A corrupção, na mitologia da extrema direita, foi convencionada como uma exclusividade da esquerda. Quando ela aparece em casa, é relativizada como "fogo cruzado" ou "perseguição do sistema".
A Brecha para a Fragmentação
Ainda assim, a política é pragmática e o ecossistema da direita não é homogêneo. Embora o antipetismo e o antilulismo sejam cimentos eleitorais altamente resilientes, o "Caso Master" abriu uma linha de fratura no pilar do bolsonarismo puro.
O "fogo amigo" já começou. Nomes como Romeu Zema (Novo) e Ronaldo Caiado (PSD) — que representam uma direita mais focada em gestão e com discurso de eficiência — não perderam tempo. Zema classificou a postura de Flávio como "imperdoável" e "um tapa na cara dos brasileiros". Essas lideranças perceberam a brecha: tentar capturar o eleitor conservador que ainda guarda algum apego real à pauta moralista, oferecendo uma alternativa "limpa", mas igualmente anti-PT.
O Pragmatismo do Ódio Político
O desfecho do "Caso Master" testará os limites dessa racionalidade afetiva que move o eleitorado brasileiro. Flávio Bolsonaro tenta desesperadamente socializar a culpa, pedindo uma CPI ampla para provar que Daniel Vorcaro também tinha tentáculos no atual governo Lula. Se todos forem considerados culpados, a corrupção deixa de ser um fator de diferenciação, e o jogo volta ao terreno confortável do ódio político puro.

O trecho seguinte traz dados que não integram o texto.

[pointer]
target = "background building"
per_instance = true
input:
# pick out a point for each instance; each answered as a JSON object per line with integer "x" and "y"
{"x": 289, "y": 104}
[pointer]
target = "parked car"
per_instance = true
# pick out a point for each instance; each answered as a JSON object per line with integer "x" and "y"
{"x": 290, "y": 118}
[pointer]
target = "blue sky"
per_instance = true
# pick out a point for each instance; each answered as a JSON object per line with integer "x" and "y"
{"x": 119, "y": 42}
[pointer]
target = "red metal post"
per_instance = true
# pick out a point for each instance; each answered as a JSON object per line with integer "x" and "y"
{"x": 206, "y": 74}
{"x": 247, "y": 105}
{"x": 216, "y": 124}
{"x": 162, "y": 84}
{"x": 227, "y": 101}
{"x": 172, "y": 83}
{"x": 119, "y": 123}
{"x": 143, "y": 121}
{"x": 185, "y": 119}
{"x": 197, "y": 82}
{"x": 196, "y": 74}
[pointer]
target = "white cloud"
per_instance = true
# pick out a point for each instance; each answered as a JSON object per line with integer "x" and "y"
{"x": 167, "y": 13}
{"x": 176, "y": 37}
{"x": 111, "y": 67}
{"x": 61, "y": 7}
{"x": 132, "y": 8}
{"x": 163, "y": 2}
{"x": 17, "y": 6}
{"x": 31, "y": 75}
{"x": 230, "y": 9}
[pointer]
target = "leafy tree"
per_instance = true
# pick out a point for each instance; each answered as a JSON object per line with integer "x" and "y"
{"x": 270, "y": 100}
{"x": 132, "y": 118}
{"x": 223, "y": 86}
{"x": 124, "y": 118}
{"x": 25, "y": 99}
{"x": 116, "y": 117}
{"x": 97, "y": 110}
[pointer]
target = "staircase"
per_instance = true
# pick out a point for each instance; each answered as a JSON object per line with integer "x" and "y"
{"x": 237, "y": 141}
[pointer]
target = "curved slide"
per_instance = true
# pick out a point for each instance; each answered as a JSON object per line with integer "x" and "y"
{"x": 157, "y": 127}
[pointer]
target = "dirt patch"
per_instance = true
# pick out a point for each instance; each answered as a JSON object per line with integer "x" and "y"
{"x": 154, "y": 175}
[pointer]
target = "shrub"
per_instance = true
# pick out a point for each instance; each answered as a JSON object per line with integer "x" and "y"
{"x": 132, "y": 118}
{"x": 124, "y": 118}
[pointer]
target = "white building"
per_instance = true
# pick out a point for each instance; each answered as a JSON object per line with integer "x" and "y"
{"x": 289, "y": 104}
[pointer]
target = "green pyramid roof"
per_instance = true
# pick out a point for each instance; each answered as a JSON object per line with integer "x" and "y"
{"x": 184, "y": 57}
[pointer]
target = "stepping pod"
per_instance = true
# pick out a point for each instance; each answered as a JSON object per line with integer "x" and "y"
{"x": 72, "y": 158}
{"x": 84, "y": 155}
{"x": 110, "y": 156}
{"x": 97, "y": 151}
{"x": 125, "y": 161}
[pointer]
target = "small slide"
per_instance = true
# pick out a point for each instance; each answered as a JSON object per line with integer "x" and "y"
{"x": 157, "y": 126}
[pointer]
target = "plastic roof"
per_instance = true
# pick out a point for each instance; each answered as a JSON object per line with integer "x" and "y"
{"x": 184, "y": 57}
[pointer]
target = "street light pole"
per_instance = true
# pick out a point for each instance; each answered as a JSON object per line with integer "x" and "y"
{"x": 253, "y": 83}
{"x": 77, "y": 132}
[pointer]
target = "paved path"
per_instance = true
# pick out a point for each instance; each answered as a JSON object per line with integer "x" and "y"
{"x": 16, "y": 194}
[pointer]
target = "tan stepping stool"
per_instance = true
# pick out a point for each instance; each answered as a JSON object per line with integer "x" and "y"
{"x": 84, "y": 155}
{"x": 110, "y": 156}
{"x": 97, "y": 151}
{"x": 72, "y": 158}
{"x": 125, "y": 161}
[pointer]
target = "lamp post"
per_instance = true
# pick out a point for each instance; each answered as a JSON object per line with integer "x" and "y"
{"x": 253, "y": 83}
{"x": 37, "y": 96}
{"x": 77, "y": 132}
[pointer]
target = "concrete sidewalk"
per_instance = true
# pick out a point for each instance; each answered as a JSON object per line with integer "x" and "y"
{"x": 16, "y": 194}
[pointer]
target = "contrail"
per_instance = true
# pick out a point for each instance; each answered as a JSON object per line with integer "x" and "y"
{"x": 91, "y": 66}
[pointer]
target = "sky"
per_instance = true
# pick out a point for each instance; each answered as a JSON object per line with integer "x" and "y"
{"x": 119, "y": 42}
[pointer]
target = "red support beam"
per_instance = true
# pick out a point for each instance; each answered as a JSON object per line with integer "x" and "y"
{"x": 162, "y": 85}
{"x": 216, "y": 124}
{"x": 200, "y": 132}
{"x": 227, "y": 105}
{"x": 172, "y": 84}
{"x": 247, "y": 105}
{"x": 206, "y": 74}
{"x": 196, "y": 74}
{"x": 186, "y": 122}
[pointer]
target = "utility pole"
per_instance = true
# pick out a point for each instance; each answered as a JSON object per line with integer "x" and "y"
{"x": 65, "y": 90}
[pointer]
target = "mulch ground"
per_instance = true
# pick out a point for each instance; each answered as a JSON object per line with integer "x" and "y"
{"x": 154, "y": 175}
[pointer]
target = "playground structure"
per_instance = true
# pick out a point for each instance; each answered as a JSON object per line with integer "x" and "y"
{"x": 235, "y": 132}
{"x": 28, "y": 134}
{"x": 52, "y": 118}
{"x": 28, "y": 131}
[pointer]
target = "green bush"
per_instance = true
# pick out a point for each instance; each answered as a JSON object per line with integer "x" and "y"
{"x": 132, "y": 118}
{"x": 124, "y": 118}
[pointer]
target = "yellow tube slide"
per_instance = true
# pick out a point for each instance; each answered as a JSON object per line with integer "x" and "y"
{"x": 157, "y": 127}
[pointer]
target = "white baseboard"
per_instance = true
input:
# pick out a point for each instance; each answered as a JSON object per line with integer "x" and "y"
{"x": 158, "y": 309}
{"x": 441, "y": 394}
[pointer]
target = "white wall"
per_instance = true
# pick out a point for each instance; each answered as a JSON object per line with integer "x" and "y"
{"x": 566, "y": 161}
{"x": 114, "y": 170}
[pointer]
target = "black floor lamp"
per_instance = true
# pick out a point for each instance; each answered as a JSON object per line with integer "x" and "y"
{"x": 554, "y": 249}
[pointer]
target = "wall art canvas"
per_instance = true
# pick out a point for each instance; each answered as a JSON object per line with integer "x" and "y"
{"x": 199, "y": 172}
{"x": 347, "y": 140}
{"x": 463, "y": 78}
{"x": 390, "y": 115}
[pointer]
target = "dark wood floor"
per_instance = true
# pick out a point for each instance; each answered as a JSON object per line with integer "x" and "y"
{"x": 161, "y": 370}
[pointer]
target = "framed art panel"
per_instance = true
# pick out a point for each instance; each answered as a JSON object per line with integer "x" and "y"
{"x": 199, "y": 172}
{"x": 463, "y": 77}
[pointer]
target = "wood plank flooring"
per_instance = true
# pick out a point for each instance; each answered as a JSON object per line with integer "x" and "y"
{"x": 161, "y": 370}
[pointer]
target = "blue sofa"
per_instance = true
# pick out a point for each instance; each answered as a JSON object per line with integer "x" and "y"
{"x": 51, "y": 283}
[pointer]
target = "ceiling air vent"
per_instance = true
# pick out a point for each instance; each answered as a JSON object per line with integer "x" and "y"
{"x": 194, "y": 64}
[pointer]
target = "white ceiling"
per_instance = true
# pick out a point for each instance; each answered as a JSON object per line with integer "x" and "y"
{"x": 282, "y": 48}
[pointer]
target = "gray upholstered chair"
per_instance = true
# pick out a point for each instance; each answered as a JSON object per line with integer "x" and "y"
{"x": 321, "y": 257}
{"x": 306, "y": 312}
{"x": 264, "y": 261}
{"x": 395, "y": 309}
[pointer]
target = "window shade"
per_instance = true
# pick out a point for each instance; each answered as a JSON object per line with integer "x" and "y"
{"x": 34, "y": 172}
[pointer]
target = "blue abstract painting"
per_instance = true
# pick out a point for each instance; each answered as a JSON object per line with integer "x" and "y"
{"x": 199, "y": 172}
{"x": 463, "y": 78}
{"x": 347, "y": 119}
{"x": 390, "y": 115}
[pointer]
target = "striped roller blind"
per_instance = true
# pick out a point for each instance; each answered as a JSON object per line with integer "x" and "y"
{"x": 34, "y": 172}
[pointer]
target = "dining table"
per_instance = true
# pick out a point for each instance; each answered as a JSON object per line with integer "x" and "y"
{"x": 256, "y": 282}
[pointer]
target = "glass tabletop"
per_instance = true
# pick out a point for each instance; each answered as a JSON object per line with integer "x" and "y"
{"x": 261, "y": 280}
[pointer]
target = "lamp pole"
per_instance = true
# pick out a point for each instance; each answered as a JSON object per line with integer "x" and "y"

A verdade nua e crua é que o eleitorado radicalizado não busca um administrador de planilhas polido e institucional; busca um guerreiro cultural. Resta saber se o clã Bolsonaro conseguirá manter o monopólio dessa guerra ou se o peso radioativo dos bastidores financeiros finalmente fará a carcaça do "mito" rachar. No teatro político nacional, a plateia continua aplaudindo a peça, mesmo sabendo que o cenário é de papelão.